He has been so shaky at times this season that you can't help but wonder if the Lightning would be tempted to turn to Kristers Gudlevskis. He is the 21-year-old kid who nearly led Latvia over mighty Canada in the Olympics.
Hey, when you're looking for a miracle, you have to be willing to look anywhere and to anyone.
Very few teams can win regularly, particularly this time of year, without their No. 1 goalie. For a team that relies on its No. 1 goalie as much as the Lightning does, expecting four victories in a seven-game series with its No. 2 goalie is unrealistic.

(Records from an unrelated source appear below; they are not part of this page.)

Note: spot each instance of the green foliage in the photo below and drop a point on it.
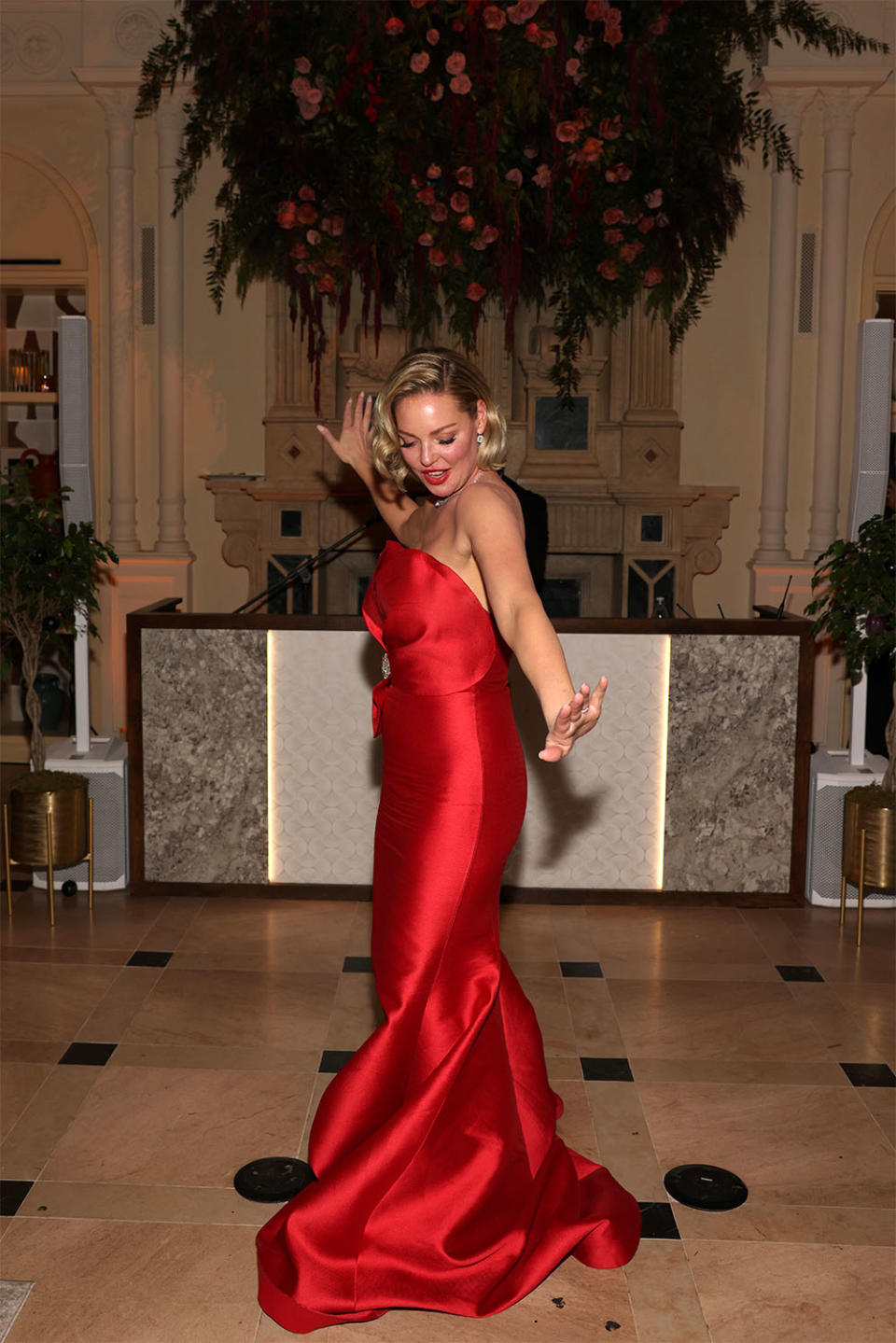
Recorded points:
(856, 606)
(46, 575)
(343, 122)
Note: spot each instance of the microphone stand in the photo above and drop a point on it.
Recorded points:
(305, 567)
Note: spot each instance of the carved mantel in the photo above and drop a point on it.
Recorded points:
(623, 526)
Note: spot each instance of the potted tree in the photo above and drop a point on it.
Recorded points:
(48, 574)
(856, 609)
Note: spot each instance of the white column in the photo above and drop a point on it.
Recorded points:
(172, 525)
(838, 106)
(788, 107)
(119, 104)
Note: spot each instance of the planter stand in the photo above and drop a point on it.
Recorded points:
(48, 861)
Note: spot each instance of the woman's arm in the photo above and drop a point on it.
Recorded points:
(354, 447)
(493, 525)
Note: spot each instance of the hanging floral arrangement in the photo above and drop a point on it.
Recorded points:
(572, 153)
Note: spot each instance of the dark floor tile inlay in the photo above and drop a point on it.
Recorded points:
(869, 1074)
(150, 958)
(606, 1070)
(801, 972)
(581, 970)
(86, 1052)
(333, 1058)
(12, 1193)
(658, 1223)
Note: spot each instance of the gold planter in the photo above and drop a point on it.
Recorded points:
(67, 813)
(869, 845)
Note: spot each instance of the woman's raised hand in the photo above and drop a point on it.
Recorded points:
(575, 718)
(354, 443)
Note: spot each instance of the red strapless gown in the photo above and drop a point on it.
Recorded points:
(442, 1183)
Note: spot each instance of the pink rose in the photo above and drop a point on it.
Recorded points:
(523, 11)
(567, 132)
(287, 214)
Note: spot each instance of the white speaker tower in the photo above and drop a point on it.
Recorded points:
(104, 761)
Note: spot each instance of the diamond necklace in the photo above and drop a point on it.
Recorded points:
(471, 480)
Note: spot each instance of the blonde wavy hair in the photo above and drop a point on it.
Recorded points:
(431, 371)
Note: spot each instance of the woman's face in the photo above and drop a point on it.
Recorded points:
(438, 440)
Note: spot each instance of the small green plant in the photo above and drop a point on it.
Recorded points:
(856, 606)
(46, 575)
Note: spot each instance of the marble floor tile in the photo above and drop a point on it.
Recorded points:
(641, 932)
(235, 1007)
(271, 935)
(664, 1297)
(49, 1002)
(767, 1221)
(526, 932)
(103, 1281)
(791, 1144)
(685, 1019)
(594, 1018)
(623, 1139)
(213, 1206)
(794, 1294)
(553, 1012)
(357, 1013)
(46, 1119)
(19, 1083)
(143, 1126)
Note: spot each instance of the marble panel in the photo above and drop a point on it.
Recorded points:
(730, 773)
(204, 755)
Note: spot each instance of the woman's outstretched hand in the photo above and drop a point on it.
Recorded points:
(354, 443)
(575, 718)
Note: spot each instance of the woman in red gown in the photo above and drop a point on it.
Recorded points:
(441, 1182)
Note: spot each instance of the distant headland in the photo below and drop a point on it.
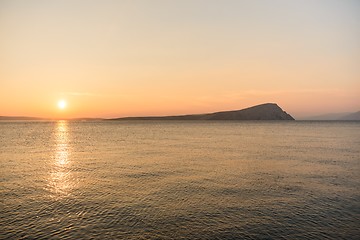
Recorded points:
(267, 111)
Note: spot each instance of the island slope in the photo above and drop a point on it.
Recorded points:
(267, 111)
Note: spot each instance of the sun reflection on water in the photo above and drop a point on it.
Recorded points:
(61, 180)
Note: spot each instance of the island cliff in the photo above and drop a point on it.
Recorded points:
(267, 111)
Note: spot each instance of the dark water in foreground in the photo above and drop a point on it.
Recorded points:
(180, 180)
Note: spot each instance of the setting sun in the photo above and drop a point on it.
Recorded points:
(62, 104)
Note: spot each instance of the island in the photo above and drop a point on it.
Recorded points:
(267, 111)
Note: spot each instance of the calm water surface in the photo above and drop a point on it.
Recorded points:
(179, 180)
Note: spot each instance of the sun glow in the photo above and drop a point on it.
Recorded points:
(62, 104)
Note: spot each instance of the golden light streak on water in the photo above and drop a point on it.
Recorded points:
(61, 180)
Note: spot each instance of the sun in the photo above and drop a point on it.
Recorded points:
(62, 104)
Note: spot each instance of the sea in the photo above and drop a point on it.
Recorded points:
(179, 180)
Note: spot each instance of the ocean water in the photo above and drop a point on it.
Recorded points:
(179, 180)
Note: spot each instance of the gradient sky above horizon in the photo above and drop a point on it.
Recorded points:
(130, 58)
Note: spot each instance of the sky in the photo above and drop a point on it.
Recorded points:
(133, 58)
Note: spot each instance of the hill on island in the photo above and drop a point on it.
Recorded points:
(267, 111)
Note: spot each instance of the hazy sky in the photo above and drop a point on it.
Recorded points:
(125, 58)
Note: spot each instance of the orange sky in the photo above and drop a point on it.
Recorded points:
(129, 58)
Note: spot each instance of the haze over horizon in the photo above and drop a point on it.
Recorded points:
(135, 58)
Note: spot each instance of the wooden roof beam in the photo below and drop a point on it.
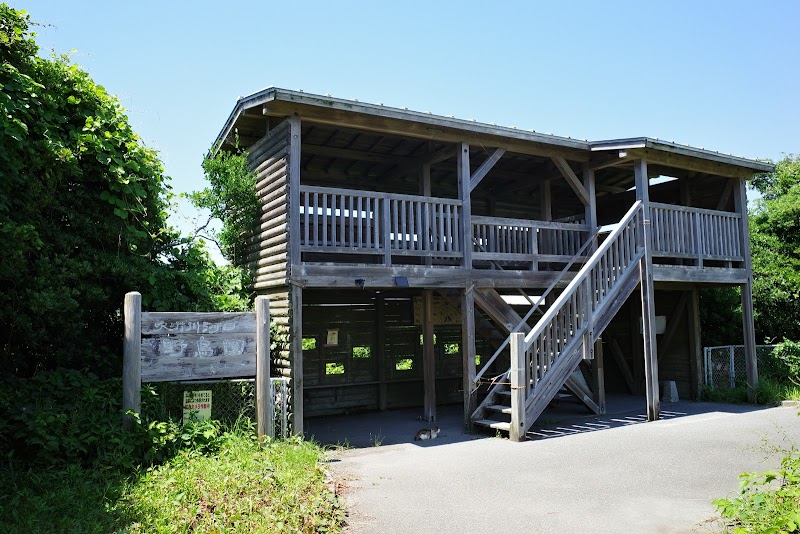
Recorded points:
(572, 179)
(485, 167)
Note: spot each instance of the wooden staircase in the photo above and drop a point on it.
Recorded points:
(546, 358)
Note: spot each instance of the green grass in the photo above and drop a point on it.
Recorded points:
(769, 392)
(241, 488)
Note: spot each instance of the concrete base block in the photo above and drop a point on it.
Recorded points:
(669, 391)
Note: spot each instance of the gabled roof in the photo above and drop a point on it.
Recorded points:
(377, 117)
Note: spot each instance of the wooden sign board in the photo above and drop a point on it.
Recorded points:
(161, 347)
(197, 346)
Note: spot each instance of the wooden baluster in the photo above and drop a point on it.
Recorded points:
(325, 218)
(456, 231)
(351, 219)
(305, 218)
(359, 213)
(387, 231)
(418, 227)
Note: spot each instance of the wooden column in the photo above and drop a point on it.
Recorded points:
(518, 387)
(593, 350)
(265, 401)
(294, 194)
(296, 350)
(428, 356)
(751, 364)
(695, 345)
(132, 356)
(598, 377)
(545, 201)
(637, 353)
(425, 190)
(465, 224)
(468, 354)
(648, 296)
(380, 345)
(546, 208)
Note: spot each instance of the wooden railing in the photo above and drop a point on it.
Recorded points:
(585, 296)
(543, 360)
(365, 222)
(500, 239)
(694, 233)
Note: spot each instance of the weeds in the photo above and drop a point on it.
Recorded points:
(241, 487)
(768, 501)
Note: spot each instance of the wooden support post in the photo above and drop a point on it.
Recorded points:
(296, 350)
(465, 223)
(546, 208)
(695, 344)
(751, 364)
(648, 296)
(545, 201)
(468, 354)
(591, 207)
(598, 377)
(425, 190)
(428, 356)
(132, 356)
(518, 387)
(380, 342)
(386, 234)
(265, 400)
(294, 194)
(637, 354)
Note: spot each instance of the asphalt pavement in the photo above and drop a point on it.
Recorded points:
(611, 473)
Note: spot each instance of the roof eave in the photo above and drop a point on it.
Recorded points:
(638, 143)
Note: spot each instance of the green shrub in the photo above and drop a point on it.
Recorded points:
(768, 392)
(768, 501)
(68, 417)
(786, 355)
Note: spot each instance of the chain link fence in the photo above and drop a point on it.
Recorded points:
(231, 400)
(724, 367)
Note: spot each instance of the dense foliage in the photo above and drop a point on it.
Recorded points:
(775, 236)
(83, 218)
(768, 501)
(231, 199)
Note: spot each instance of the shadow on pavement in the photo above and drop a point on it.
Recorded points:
(393, 427)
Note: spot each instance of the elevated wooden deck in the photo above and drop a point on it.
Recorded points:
(351, 238)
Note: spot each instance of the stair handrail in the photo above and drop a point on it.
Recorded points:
(582, 275)
(535, 306)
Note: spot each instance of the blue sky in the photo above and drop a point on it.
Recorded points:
(721, 75)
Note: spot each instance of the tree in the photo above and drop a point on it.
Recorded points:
(775, 237)
(83, 209)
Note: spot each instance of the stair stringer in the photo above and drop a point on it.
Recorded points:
(561, 370)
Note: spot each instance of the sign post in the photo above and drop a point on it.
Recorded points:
(178, 347)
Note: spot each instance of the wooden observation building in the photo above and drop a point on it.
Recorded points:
(413, 259)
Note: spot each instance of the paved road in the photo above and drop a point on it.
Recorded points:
(628, 477)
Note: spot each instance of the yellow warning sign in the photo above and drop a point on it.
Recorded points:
(196, 405)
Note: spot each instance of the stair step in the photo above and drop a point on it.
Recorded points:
(502, 408)
(496, 425)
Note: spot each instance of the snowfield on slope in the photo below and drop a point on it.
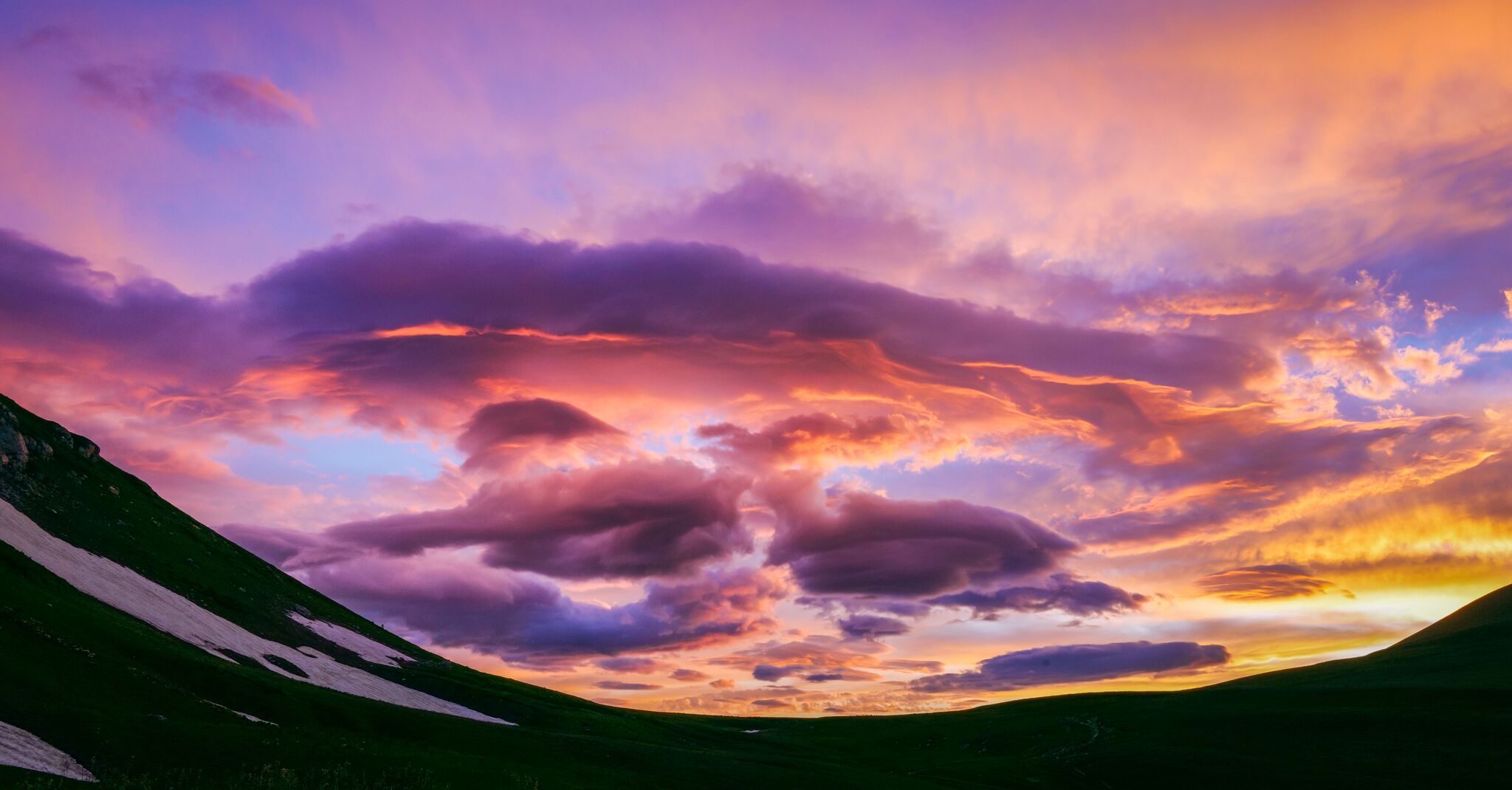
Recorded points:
(173, 614)
(366, 648)
(23, 749)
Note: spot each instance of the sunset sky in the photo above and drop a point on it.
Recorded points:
(791, 357)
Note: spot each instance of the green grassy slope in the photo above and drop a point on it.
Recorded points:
(141, 709)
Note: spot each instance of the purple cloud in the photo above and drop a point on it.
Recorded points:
(526, 619)
(871, 625)
(625, 521)
(504, 426)
(1076, 663)
(478, 278)
(1063, 592)
(779, 217)
(158, 95)
(868, 543)
(629, 664)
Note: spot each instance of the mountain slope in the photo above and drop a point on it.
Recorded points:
(140, 707)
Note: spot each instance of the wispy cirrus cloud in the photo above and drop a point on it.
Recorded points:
(161, 95)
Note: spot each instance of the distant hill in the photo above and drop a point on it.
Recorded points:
(142, 650)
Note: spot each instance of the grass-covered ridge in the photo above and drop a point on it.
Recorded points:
(142, 710)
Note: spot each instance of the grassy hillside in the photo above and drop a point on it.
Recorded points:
(144, 710)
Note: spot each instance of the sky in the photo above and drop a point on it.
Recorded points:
(791, 357)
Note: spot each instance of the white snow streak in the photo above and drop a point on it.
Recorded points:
(366, 648)
(173, 614)
(23, 749)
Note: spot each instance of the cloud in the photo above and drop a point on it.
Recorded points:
(159, 95)
(625, 521)
(867, 543)
(806, 438)
(1065, 592)
(483, 279)
(629, 664)
(526, 619)
(1076, 663)
(847, 224)
(1263, 583)
(871, 627)
(504, 429)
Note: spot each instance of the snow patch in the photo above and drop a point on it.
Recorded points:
(366, 648)
(176, 615)
(23, 749)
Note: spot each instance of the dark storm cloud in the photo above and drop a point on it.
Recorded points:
(501, 426)
(480, 279)
(1076, 663)
(1063, 592)
(868, 543)
(871, 625)
(625, 521)
(526, 619)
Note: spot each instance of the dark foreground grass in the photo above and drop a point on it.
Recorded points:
(144, 710)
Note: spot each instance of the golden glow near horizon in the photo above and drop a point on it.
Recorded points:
(868, 373)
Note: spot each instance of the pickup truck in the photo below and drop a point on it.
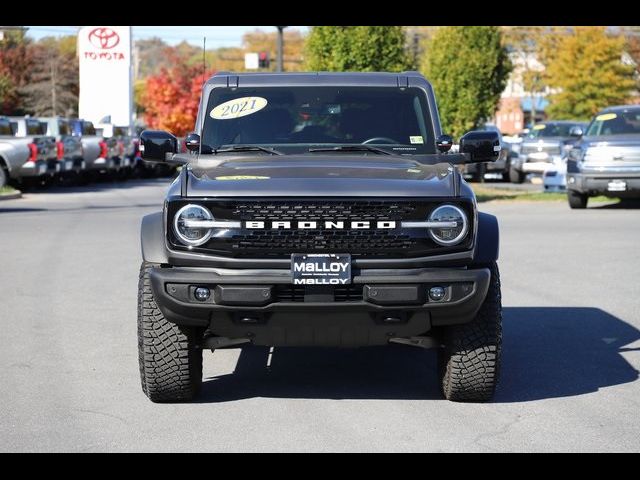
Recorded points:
(319, 209)
(606, 159)
(68, 147)
(546, 144)
(98, 154)
(27, 156)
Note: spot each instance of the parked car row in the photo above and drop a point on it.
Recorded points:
(39, 151)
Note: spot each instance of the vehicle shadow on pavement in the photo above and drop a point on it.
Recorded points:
(102, 185)
(394, 372)
(548, 352)
(623, 204)
(551, 352)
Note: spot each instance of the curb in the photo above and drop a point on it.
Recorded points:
(11, 196)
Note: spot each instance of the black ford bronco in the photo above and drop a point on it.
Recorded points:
(319, 209)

Lindback cannot be expected to turn into Martin Brodeur or Patrick Roy overnight. He can't even be expected to turn into Bishop, especially after playing only four times in the past two months. Perhaps playing more regularly now will improve Lindback's game.
In the meantime, the Lightning needs to change something.
It doesn't have the scoring punch to get into run-and-gun, pond-hockey shootouts to win games. Besides, that style isn't going to fly in the tight-checking playoffs.
That means the Lightning must clamp down and button up to give Lindback as much help and protection as possible. Forget two-way hockey. Try one-way hockey, with the one way being all-out defense. Put five guys around Lindback and hope for the best.
And while the Lightning is in the business of hoping, maybe it should hope and wish and pray for Bishop to have a speedy recovery before the season comes to an end.
The longer Bishop is out, the quicker that end will come.